A study published in the Molecular Therapy journal detailed a therapy that prevented pregnant mice with Zika virus from transmitting it to their fetuses. It uses small extracellular vehicles (sESVs) to deliver the drug. Additionally, the drug could cross the blood-brain barrier and placenta. As a result, it reduced neurological damage in the fetus caused by the virus, such as brain shrinkage.
According to Zhiwei Wu, a lead study author from Nanjing University, the study showed that using targeted therapy through sESVs was better than traditional drugs, especially when treating brain infection. He adds that increasing the yield of sESVs and making sESVs that target various tissues will expand their application and delivery.
Zika virus crosses the blood-brain barrier
The Zika Virus pandemic has been a problem since it started in the Asia-pacific region between 2015 and 2017. It closes the blood-brain barrier, a group of blood vessels and tissues, to cause neurological abnormalities such as microcephaly. The virus also causes numerous neurological conditions.
The blood-brain barrier prevents harmful substances from entering the brain by bridging blood and the central nervous system (CNS). Few drugs cross this barrier to treat brain infection. However, they are usually toxic and do not pass effectively.
Wu adds that there is currently no medication or vaccine for the Zika virus. For this reason, they needed to create medication that is both safe and effectively tosses the placental and blood-brain barrier to treat the disease.
sESVs deliver oligonucleotides to the brain
Gene silencing therapies that use oligonucleotides have shown a lot of potential in clinical settings. Despite this, delivering oligonucleotides to cells is challenging. Using sESVs provides a solution as they are biodegradable, natural, and play and role in cell-to-cell communication. Many studies have shown that they could help deliver drugs that treat infectious diseases, cancer, and cardiovascular diseases.

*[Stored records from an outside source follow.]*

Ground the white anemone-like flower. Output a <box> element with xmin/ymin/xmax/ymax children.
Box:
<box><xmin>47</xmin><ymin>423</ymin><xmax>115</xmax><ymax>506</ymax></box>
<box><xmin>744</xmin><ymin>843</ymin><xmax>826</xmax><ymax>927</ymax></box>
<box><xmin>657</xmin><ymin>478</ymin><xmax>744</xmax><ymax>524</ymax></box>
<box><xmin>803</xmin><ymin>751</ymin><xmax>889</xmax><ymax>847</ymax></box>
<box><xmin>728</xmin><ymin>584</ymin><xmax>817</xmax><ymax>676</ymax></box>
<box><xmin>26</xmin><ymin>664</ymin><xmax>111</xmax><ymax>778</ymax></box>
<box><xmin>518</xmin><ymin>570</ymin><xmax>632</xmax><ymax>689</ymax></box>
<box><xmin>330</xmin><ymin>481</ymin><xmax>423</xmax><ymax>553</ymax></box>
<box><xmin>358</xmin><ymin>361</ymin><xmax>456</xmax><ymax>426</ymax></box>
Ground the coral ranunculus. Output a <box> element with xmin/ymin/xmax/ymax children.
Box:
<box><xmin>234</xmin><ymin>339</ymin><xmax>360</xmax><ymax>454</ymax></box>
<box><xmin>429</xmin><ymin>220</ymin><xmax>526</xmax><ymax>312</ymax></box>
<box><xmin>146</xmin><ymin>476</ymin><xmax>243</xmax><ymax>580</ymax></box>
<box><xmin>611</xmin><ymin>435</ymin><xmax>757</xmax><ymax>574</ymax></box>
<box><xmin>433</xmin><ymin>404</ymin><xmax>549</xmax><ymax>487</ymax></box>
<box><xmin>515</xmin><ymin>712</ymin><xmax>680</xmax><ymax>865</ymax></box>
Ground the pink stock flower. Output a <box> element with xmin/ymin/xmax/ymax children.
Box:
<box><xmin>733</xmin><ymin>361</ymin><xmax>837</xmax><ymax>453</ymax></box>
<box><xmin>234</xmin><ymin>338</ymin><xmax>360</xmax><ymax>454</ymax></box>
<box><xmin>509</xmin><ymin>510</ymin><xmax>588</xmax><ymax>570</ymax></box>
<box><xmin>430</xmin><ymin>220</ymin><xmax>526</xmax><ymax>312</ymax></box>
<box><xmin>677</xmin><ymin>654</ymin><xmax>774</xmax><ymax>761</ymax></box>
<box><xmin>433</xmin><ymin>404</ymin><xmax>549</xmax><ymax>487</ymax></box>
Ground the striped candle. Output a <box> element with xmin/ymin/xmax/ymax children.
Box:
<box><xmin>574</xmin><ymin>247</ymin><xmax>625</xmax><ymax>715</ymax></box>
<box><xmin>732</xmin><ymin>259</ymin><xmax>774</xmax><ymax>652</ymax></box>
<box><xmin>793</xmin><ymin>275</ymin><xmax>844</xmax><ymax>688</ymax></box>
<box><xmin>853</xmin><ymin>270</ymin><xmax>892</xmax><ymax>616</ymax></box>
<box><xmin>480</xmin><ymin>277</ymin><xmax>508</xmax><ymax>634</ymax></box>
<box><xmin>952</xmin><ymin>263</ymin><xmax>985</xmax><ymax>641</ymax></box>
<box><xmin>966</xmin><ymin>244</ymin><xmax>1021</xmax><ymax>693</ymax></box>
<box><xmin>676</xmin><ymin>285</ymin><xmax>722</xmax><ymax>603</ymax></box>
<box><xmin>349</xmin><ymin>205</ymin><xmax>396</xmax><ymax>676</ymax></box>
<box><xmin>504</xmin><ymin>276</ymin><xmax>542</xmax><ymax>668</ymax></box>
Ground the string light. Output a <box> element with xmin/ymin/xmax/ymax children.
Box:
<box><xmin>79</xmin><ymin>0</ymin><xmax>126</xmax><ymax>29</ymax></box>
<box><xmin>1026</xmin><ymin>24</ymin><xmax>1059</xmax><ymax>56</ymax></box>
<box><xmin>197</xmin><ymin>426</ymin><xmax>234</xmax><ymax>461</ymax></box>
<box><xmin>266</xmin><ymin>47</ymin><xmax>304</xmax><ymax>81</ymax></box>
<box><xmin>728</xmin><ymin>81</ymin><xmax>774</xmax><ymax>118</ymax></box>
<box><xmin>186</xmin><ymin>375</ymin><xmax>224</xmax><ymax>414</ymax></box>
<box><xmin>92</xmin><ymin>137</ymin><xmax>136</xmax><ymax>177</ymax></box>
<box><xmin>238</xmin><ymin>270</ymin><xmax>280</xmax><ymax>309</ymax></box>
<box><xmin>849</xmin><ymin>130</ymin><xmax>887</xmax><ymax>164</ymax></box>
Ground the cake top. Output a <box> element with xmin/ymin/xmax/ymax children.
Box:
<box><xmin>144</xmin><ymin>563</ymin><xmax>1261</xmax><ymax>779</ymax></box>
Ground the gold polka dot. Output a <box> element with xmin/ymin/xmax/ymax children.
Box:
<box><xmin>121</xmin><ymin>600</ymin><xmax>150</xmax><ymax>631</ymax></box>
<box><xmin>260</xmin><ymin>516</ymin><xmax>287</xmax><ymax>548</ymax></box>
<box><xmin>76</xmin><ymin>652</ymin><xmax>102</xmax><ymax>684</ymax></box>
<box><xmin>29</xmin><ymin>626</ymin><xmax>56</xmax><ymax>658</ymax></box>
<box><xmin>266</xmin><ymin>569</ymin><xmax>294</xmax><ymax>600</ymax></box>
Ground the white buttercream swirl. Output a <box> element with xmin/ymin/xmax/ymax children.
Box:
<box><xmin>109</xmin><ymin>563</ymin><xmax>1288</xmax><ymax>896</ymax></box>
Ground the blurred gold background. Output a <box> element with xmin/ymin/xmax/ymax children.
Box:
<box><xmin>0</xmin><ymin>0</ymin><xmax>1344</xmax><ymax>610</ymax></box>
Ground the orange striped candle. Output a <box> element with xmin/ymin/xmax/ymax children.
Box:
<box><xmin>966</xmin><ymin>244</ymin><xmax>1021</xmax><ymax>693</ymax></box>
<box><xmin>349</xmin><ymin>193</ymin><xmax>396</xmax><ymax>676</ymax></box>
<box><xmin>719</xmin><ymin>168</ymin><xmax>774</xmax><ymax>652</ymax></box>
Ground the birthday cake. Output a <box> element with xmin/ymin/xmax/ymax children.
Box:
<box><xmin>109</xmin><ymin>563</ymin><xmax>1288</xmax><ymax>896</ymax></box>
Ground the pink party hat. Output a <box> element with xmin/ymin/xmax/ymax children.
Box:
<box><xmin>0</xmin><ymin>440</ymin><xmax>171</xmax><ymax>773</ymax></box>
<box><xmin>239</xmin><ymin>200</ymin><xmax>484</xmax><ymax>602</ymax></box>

The team engineering sESVs with rabies virus glycoproteins on their surface. They attached small interfering RNA from the Zika virus to them. The sESVs managed to cross both barriers preventing viral transition to the fetuses of mice.
A previous study also showed that sESVs could cross the blood-brain barrier to treat Parkinson’s disease. Wu states that their study adds another application for sESVs.